I still don't think you understand what you did. You can't -- because if you did, your apology would have rung a little more true. But we'll get to that (limp) apology another time. Let's talk about how I got here.
I'm a resident physician in family medicine in my second year of residency. This means that I have earned an undergraduate degree (Bachelor of Science in biology here), a medical degree (Doctor of Osteopathic Medicine), and I've matched into a residency program that requires three years of training and passing a state board exam in my specialty before I can graduate and practice medicine as a board-certified licensed physician. In undergraduate training, I had to pass classes such as chemistry, physics, statistics, ecology, biosystematics, genetics, immunology, and physiology - to name a few. Then applying and gaining acceptance into medical school was no easy feat. Once accepted, one has to continue to study and learn about pharmacology, pathology, anatomy, physiology and more as they pertain to specific body systems and disease processes. Medical school is a marathon -- run at a sprinter's pace. Then there's The Match. I'm still traumatized from the match, so if you need to know what that's about, please just Google it, because I just can't spell out the terror of it here. It's the painful process of finding a training job for residency with computers deciding the outcome.

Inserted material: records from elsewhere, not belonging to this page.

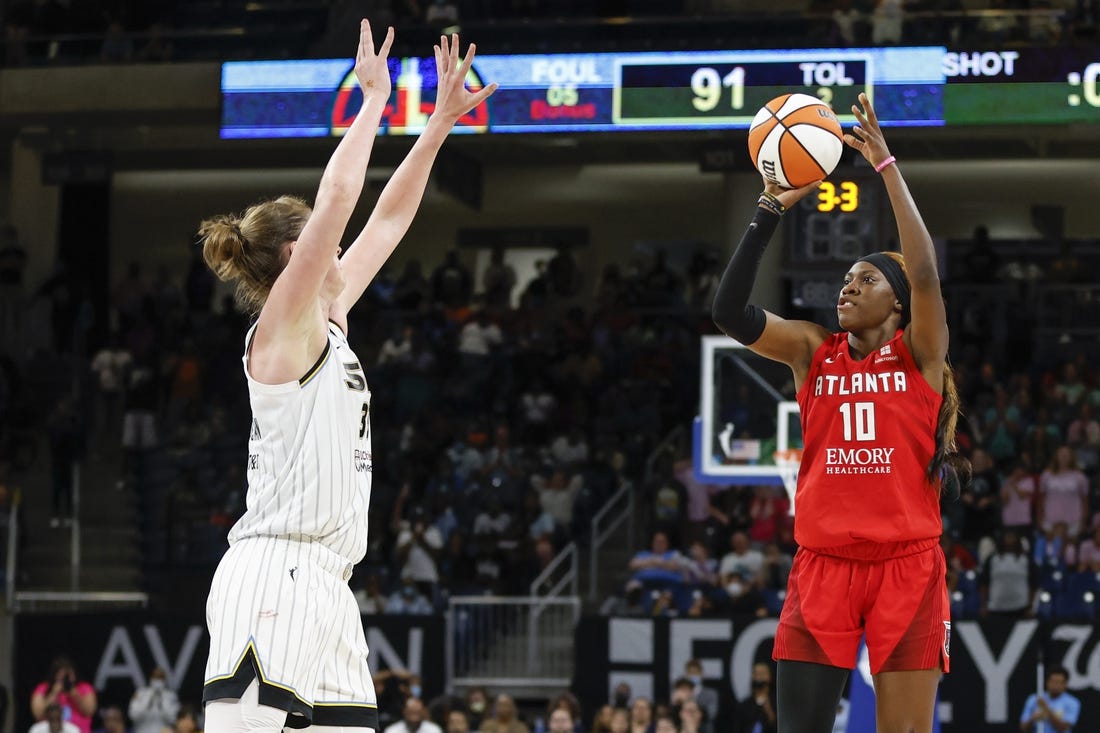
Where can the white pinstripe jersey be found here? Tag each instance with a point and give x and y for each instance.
(309, 455)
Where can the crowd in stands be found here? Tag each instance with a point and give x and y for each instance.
(64, 702)
(154, 31)
(497, 429)
(1022, 535)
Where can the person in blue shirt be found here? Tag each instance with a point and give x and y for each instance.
(1054, 712)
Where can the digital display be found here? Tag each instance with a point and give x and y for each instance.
(1024, 86)
(678, 90)
(597, 93)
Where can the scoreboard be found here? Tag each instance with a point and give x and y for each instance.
(928, 86)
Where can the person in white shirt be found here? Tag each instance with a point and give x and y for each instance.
(53, 723)
(414, 719)
(153, 708)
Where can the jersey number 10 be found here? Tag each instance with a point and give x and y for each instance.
(858, 420)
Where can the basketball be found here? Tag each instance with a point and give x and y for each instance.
(795, 140)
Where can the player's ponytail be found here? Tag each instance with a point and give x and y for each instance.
(947, 467)
(251, 249)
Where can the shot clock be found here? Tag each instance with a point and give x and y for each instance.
(1024, 86)
(679, 90)
(826, 231)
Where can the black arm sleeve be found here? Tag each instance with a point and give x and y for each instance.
(732, 312)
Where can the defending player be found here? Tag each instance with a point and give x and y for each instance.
(286, 638)
(878, 408)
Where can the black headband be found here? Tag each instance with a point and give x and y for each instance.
(895, 276)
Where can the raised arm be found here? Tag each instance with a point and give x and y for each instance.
(402, 196)
(792, 342)
(927, 330)
(293, 301)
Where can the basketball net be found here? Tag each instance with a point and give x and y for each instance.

The thing about this ad that you guys at Figs don't understand? It only served to amplify all of the voices along the above journey -- sometimes my voice included -- that said I wasn't smart enough, or good enough, or MAN enough to accomplish my dreams. As a non-traditional (read: OLD) student starting back to school after 20 years of being out of high school, I already had a very loud inner voice telling me that it was very unlikely that I'd come out on the other end of this undertaking with a Dr. in front of my name. My advisor in college made sure to tell me that there was no way I'd make the grades needed to get into medical school. I had to get up every day and pep talk myself into working my butt off, AGAIN. Everyone around you tells you how lucky you are to be in medical school, and you wonder every second if you actually deserve it. Because everyone around you is extremely smart and hard-working with so many amazing accomplishments, and you can't help but compare yourself. I've heard that called imposter syndrome, and your ad feels like a mirror held up confirming that very idea.